Correcting some common misconceptions about the Great Little White Butterfly Migration.
By Justin Bode
A common sight towards the end of December and early January in years after good rains is large swarms of white butterflies flying across the country. These swarms are largely made up Belenois aurota, the Brown-veined white or Witgatwitjie butterflies.
These Great Little White Butterfly Migrations are every bit as spectacular as more famous ones, such as the annual wildebeest migration of the Maasai Mara in Kenya. Something about these epic movements of living creatures affects us deeply, and the feeling is strengthened when the creatures are as fragile as butterflies. These butterfly migrations have given rise to a number of myths or urban legends, among them that the butterflies are making for Madagascar.
In southern Africa, core populations of the Brown-veined Whites originate from the Karoo and Kalahari. These populations owe their strength to the main food plant of the caterpillars, the Shepherd’s Tree (Boscia albitrunca; Witgat (Afrikaans), Mohlôpi(Sotho), Motlôpi (Tswana), Muvhombwe (Venda), Umgqomogqomo (Xhosa), Umvithi (Zulu)). These core populations are maintained by the females laying eggs on the trees before they set off on their migration.
The Great Little White Butterfly Migration appears to fall within the technical definition of a migration as they are “a seasonal journey to a different location… usually in response to changes in seasonal climate and food supply, often travelling very long distance along predetermined routes.” This seasonal migration takes place from the south-western, more arid parts of Southern Africa to the moister north-eastern parts during mid- to late summer.
While it’s true that some of the butterflies do fly beyond the east coast, there is no evidence of any butterflies originating in South Africa actually reaching Madagascar, where the species is also found. Brown-veined Whites occur over a very wide area in Africa and into India. It’s also not clear whether populations outside of South Africa experience the same sort of swarming behaviour, though there is one recorded instance of an estimated 4-plus million Brown-veined Whites migrating between the Aberdares and Mount Kenya in the 1970s.
It should be noted that not all Brown-Veined Butterflies migrate, nor do migrations necessarily take place every year.
Other myths/ urban legends about these butterflies are that they are responsible for crop damage, that they spread diseases and that they feed mostly on grasses. In fact, they feed only on the members of the Caper (Capparaceae) family and thus do not affect crops in any way. The Shepherd’s Tree is the main food species in the arid south-west, while other members of the Caper family are used in the eastern areas.
Moreover, there is no scientific correlation between butterfly migrations and the spread of pests or diseases—it’s surmised that any apparent correlations are coincidental, relating to the fact that current conditions happen to favour both.
The Great Little White Butterfly Migration is the subject of a citizens’ initiative to gather data to allow for a better understanding of this event. It is a joint project of the Animal Demography Unit of the University of Cape Town and the Lepidopterists’ Society, and part of the wider LepiMap project, which encourages members of the public all across Africa to submit photographic observations of butterflies and moths in order to understand their distribution and conservation status.
So if you observe any part of the Great Little White Butterfly Migration, why not log your observations on the Facebook page and become a citizen scientist.
 E Lawrence, Henderson’s Dictionary of Biology (15 ed), quoted in Renier Terblanche, “Butterfly migrations gracing the face of Southern Africa in summer”, Babbel Blues 1 (Autumn 2014), p 16.

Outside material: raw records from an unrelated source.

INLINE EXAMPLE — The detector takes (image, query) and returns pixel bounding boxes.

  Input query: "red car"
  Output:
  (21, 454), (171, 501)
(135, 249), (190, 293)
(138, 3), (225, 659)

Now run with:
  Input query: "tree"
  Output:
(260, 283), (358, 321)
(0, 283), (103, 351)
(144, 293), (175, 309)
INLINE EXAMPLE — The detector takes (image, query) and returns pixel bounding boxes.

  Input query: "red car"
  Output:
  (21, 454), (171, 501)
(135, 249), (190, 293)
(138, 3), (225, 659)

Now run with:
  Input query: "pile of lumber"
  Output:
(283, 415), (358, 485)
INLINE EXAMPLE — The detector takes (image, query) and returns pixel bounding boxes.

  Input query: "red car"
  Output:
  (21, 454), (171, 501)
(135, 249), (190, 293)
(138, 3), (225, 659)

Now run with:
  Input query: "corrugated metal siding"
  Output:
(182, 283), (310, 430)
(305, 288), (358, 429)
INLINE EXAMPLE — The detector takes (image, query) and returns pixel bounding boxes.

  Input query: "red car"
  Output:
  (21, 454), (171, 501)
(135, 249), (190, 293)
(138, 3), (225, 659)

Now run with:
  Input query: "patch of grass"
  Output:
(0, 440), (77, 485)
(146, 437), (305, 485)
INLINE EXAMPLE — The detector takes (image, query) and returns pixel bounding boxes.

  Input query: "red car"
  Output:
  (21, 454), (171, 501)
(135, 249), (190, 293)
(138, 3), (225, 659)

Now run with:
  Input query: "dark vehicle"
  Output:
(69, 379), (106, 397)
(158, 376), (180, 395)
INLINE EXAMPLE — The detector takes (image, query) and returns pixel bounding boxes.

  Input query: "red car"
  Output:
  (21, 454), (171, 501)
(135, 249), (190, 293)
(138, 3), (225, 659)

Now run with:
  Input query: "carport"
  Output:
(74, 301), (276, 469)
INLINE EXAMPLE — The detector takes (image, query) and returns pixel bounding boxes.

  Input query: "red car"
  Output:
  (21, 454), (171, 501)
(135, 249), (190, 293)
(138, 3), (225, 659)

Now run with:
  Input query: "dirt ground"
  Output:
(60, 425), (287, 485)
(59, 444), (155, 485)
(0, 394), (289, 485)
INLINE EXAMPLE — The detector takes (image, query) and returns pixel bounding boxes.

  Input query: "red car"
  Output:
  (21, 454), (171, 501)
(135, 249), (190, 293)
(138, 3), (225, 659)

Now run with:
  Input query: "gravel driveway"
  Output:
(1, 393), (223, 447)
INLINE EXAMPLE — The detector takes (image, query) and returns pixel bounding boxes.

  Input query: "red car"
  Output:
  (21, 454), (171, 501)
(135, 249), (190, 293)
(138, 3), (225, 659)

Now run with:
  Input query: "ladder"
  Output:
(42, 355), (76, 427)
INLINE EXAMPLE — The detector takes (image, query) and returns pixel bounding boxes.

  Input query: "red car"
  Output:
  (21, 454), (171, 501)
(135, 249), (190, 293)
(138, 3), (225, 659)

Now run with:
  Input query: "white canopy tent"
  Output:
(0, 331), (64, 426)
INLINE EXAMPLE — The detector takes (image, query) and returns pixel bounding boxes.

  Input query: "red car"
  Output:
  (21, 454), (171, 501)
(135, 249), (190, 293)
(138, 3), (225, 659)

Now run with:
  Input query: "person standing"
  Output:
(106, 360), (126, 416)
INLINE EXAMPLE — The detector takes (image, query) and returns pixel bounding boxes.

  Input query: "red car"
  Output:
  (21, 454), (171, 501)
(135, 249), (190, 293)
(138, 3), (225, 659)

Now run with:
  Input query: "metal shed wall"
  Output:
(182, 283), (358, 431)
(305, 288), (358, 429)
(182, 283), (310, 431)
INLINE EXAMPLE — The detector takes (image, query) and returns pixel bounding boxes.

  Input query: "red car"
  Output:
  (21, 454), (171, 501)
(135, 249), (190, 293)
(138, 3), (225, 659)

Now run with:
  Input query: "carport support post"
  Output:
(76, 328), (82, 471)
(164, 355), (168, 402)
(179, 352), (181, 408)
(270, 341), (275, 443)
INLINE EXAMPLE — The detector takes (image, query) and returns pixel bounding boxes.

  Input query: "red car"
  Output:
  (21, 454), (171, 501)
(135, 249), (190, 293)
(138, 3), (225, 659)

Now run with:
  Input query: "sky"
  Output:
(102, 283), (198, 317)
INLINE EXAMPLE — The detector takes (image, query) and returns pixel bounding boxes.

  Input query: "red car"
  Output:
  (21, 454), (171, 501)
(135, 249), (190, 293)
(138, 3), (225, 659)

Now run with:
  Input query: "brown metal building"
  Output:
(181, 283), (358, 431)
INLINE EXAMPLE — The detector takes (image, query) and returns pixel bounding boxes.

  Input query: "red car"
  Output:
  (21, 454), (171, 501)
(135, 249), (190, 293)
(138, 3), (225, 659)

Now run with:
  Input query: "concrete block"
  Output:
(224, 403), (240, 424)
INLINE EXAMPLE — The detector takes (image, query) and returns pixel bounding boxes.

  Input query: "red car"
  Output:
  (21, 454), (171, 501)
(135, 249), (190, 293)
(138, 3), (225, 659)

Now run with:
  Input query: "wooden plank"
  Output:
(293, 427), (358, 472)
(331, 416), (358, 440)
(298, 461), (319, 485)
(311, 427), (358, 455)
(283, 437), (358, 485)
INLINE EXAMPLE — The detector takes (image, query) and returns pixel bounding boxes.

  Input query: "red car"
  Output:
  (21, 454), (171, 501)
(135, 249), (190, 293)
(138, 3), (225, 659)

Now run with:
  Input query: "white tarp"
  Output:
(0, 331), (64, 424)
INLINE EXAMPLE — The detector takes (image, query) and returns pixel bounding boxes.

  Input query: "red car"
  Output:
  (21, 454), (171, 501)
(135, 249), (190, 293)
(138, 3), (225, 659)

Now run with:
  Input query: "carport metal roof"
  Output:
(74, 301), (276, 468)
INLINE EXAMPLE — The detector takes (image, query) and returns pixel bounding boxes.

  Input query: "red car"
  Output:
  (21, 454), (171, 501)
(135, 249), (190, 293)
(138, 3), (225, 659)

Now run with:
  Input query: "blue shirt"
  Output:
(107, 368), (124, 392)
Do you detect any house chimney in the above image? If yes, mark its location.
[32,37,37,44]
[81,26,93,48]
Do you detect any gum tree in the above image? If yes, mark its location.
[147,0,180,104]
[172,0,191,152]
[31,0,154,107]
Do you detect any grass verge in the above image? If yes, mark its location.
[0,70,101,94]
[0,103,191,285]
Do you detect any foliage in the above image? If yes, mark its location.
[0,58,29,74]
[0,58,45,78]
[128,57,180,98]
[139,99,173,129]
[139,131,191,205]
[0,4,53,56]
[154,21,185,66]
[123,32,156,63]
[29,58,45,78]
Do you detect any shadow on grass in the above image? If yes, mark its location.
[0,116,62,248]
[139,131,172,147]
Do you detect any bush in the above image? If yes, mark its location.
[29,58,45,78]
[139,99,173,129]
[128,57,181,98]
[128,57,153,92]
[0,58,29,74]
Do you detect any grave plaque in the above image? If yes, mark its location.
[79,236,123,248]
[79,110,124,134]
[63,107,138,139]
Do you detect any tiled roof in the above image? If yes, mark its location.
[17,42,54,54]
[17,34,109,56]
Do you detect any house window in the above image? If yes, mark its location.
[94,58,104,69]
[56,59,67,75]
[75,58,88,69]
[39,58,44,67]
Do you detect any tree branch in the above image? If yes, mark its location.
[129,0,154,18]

 TB Larsen, “A migration of Anaphaeis aurota F. in Kenya”, Deutsche Entomologische Zeitschrift, quoted in Terblanche, op cit Note 1.
S Mecenero, JB Ball, DA Edge, Ml Hamer, GA Henning, M Krüger, EL Pringle, RF Terblanche, and MC Williams (eds), Conservation assessment of butterflies of South Africa, Lesotho and Swaziland: Red List and atlas. Saftronics (Pty) Ltd: Johannesburg & Animal Demography Unit, Cape Town, 2013.
MC Williams, Afrotropical Butterflies, www.metamorphosis.org.za, 2016.
S Woodhall, Field Guide to Butterflies of South Africa. Struik, Cape Town, 2005.
Renier Terblanche, “Butterfly migrations gracing the face of Southern Africa in summer”, Babbel Blues 1 (Autumn 2014).